Lecture 13

Nobel Prize for Machine Learning; Midterm I Review

Byeong-Hak Choe

SUNY Geneseo

October 10, 2024

Nobel Prize in Physics and Chemistry in 2024

The Royal Swedish Academy of Sciences has decided to award the 2024 Nobel Prize in Physics to U.S. scientist John J. Hopfield and British-Canadian Geoffrey E. Hinton for discoveries and inventions in ____________________, a field that enables computers to learn from and make predictions or decisions based on data, which paved the way for the artificial intelligence boom.

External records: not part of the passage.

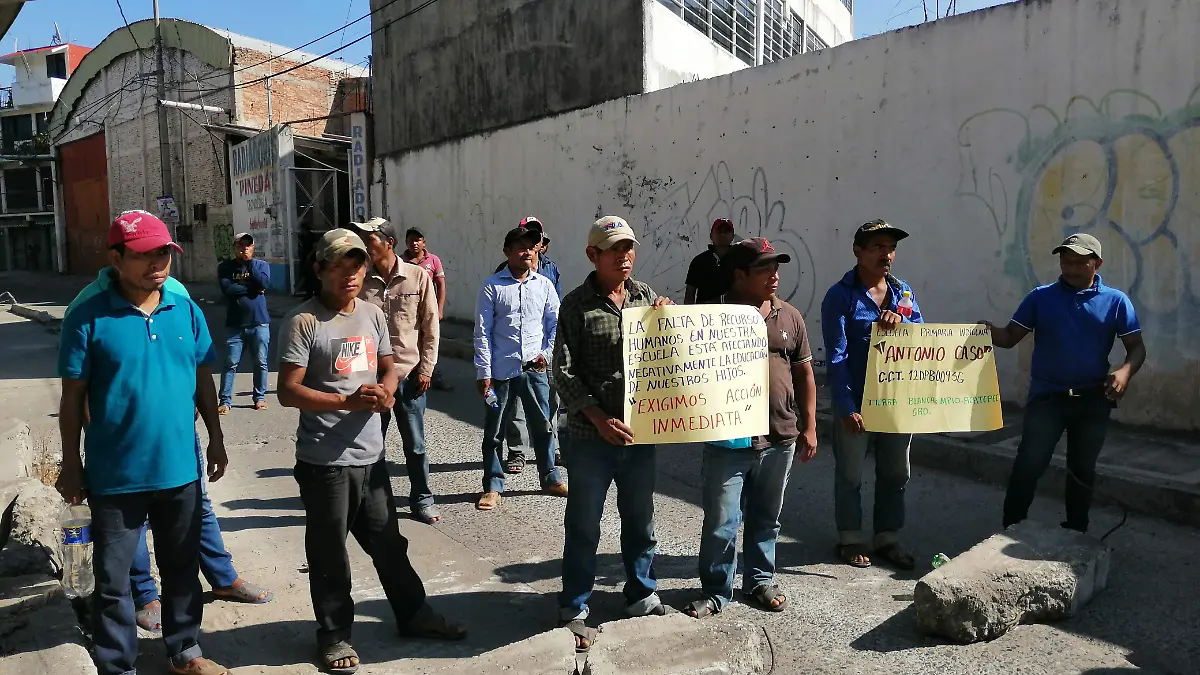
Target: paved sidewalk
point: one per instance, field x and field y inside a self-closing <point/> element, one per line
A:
<point x="1150" y="472"/>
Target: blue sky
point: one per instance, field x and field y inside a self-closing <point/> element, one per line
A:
<point x="294" y="22"/>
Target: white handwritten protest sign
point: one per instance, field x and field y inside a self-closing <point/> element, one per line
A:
<point x="695" y="372"/>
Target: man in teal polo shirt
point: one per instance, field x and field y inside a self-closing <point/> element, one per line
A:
<point x="138" y="357"/>
<point x="1074" y="323"/>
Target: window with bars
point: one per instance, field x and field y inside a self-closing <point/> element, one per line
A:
<point x="731" y="24"/>
<point x="811" y="42"/>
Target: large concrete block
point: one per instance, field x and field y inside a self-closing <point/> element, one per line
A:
<point x="1030" y="573"/>
<point x="677" y="645"/>
<point x="16" y="451"/>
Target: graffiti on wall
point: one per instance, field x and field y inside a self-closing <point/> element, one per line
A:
<point x="222" y="242"/>
<point x="678" y="223"/>
<point x="1122" y="168"/>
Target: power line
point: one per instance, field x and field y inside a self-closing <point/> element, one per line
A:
<point x="127" y="25"/>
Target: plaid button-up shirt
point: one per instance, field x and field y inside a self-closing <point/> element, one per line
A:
<point x="589" y="352"/>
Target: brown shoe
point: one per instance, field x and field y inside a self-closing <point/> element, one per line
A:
<point x="557" y="489"/>
<point x="201" y="667"/>
<point x="487" y="501"/>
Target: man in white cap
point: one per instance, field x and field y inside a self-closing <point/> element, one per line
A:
<point x="1074" y="323"/>
<point x="589" y="375"/>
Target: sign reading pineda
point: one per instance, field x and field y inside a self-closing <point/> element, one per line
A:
<point x="695" y="372"/>
<point x="930" y="378"/>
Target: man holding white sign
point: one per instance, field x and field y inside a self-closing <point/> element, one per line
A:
<point x="745" y="478"/>
<point x="589" y="376"/>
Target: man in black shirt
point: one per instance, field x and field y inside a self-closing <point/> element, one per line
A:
<point x="707" y="281"/>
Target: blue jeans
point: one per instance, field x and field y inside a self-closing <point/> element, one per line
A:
<point x="892" y="472"/>
<point x="741" y="484"/>
<point x="1086" y="422"/>
<point x="533" y="389"/>
<point x="117" y="520"/>
<point x="261" y="338"/>
<point x="594" y="466"/>
<point x="409" y="411"/>
<point x="216" y="563"/>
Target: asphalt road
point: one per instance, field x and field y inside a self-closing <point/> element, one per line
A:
<point x="839" y="620"/>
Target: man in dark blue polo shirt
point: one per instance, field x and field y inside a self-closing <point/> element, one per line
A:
<point x="141" y="358"/>
<point x="865" y="296"/>
<point x="1074" y="323"/>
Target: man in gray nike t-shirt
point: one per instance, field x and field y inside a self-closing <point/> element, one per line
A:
<point x="341" y="353"/>
<point x="336" y="366"/>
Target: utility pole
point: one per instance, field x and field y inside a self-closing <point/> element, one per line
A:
<point x="163" y="139"/>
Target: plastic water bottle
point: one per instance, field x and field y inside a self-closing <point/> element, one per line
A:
<point x="76" y="550"/>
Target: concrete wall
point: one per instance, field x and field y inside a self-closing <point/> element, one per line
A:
<point x="989" y="136"/>
<point x="677" y="53"/>
<point x="461" y="66"/>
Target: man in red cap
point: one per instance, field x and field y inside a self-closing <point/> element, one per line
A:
<point x="139" y="357"/>
<point x="707" y="280"/>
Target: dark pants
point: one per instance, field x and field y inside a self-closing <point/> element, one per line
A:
<point x="1086" y="420"/>
<point x="117" y="523"/>
<point x="216" y="563"/>
<point x="533" y="389"/>
<point x="411" y="420"/>
<point x="353" y="500"/>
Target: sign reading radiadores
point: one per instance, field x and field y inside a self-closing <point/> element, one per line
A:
<point x="930" y="378"/>
<point x="695" y="374"/>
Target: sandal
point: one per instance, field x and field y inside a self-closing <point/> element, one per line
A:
<point x="853" y="555"/>
<point x="202" y="667"/>
<point x="702" y="608"/>
<point x="244" y="592"/>
<point x="150" y="617"/>
<point x="897" y="556"/>
<point x="427" y="515"/>
<point x="585" y="635"/>
<point x="432" y="626"/>
<point x="766" y="595"/>
<point x="514" y="464"/>
<point x="340" y="651"/>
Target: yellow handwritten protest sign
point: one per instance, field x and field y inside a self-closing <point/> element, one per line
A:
<point x="695" y="372"/>
<point x="931" y="377"/>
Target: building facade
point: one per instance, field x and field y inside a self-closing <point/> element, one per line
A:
<point x="232" y="88"/>
<point x="27" y="171"/>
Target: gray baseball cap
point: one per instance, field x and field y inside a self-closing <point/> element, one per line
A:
<point x="1081" y="244"/>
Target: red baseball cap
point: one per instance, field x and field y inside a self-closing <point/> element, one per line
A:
<point x="141" y="232"/>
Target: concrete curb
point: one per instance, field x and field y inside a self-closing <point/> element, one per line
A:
<point x="1174" y="502"/>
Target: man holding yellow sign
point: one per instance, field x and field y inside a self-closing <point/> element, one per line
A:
<point x="865" y="296"/>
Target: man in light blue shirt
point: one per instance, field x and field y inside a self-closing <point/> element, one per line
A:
<point x="515" y="323"/>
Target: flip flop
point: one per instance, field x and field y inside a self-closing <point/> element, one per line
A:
<point x="337" y="651"/>
<point x="245" y="592"/>
<point x="150" y="617"/>
<point x="585" y="635"/>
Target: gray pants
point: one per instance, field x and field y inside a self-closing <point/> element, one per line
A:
<point x="892" y="471"/>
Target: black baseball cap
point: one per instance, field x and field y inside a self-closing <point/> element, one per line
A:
<point x="522" y="234"/>
<point x="754" y="252"/>
<point x="874" y="227"/>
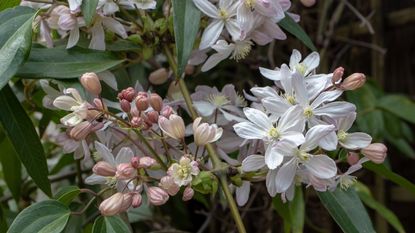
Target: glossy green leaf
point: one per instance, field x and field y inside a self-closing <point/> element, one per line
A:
<point x="399" y="105"/>
<point x="15" y="40"/>
<point x="295" y="29"/>
<point x="43" y="217"/>
<point x="24" y="138"/>
<point x="347" y="210"/>
<point x="388" y="215"/>
<point x="67" y="194"/>
<point x="89" y="8"/>
<point x="110" y="224"/>
<point x="381" y="170"/>
<point x="186" y="25"/>
<point x="61" y="63"/>
<point x="11" y="167"/>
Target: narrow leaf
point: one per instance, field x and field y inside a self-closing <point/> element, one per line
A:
<point x="347" y="210"/>
<point x="15" y="40"/>
<point x="24" y="138"/>
<point x="186" y="24"/>
<point x="292" y="27"/>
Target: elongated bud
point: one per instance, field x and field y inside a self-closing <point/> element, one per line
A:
<point x="158" y="76"/>
<point x="188" y="193"/>
<point x="103" y="168"/>
<point x="90" y="82"/>
<point x="157" y="196"/>
<point x="353" y="82"/>
<point x="376" y="152"/>
<point x="167" y="183"/>
<point x="156" y="102"/>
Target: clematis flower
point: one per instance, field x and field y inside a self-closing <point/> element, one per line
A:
<point x="222" y="16"/>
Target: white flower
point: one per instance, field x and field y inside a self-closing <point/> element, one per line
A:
<point x="183" y="171"/>
<point x="222" y="16"/>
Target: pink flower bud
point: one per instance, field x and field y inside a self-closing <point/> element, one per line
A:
<point x="158" y="76"/>
<point x="156" y="102"/>
<point x="125" y="171"/>
<point x="157" y="196"/>
<point x="167" y="183"/>
<point x="353" y="82"/>
<point x="352" y="158"/>
<point x="103" y="168"/>
<point x="376" y="152"/>
<point x="141" y="102"/>
<point x="90" y="82"/>
<point x="188" y="193"/>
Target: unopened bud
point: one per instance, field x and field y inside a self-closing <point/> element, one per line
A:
<point x="188" y="193"/>
<point x="158" y="76"/>
<point x="376" y="152"/>
<point x="353" y="82"/>
<point x="90" y="82"/>
<point x="157" y="196"/>
<point x="156" y="102"/>
<point x="103" y="168"/>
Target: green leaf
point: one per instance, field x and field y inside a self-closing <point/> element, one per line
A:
<point x="61" y="63"/>
<point x="89" y="8"/>
<point x="347" y="210"/>
<point x="24" y="138"/>
<point x="44" y="217"/>
<point x="15" y="40"/>
<point x="292" y="27"/>
<point x="110" y="224"/>
<point x="186" y="18"/>
<point x="399" y="105"/>
<point x="11" y="167"/>
<point x="368" y="199"/>
<point x="67" y="194"/>
<point x="381" y="170"/>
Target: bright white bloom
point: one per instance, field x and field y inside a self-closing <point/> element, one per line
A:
<point x="183" y="171"/>
<point x="222" y="16"/>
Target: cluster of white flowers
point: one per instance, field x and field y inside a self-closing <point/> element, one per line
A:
<point x="235" y="25"/>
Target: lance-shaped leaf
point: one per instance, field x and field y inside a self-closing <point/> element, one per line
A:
<point x="186" y="24"/>
<point x="15" y="40"/>
<point x="24" y="138"/>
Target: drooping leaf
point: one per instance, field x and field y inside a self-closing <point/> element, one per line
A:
<point x="61" y="63"/>
<point x="43" y="217"/>
<point x="347" y="210"/>
<point x="388" y="215"/>
<point x="11" y="167"/>
<point x="292" y="27"/>
<point x="110" y="224"/>
<point x="89" y="8"/>
<point x="381" y="170"/>
<point x="24" y="138"/>
<point x="15" y="40"/>
<point x="186" y="24"/>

Nobel Prize in Physics and Chemistry in 2024

2024 Nobel Prizes: Laying the Foundations for ML

The Breakthroughs Behind AI’s Modern Revolution

  • Recognizes groundbreaking contributions to ML and AI
    • Hopfield and Hinton: Deep learning and neural network architecture
    • Hassabis and Jumper: AI and protein folding breakthroughs
  • Why It Matters: These discoveries laid the foundation for the ML revolution we are living through today

2024 Nobel Prizes: Laying the Foundations for ML

Deep Learning

  • Geoffrey Hinton’s Innovations:

    • Developed backpropagation, a key algorithm for training deep neural networks
  • Deep learning: Multi-layered networks that autonomously learn complex patterns

  • Impact on AI:

    • Enabled machines to learn from data without explicit instructions
    • Core technology behind language models (like ChatGPT), image recognition, and more

2024 Nobel Prizes: Laying the Foundations for ML

ML Today

  • The Scale of Modern AI:

    • Deep neural networks now contain billions to trillions of parameters
    • Hugging Face: Open-source community for ML and AI
  • Applications: Voice assistants, self-driving cars, medical diagnostics, and so on.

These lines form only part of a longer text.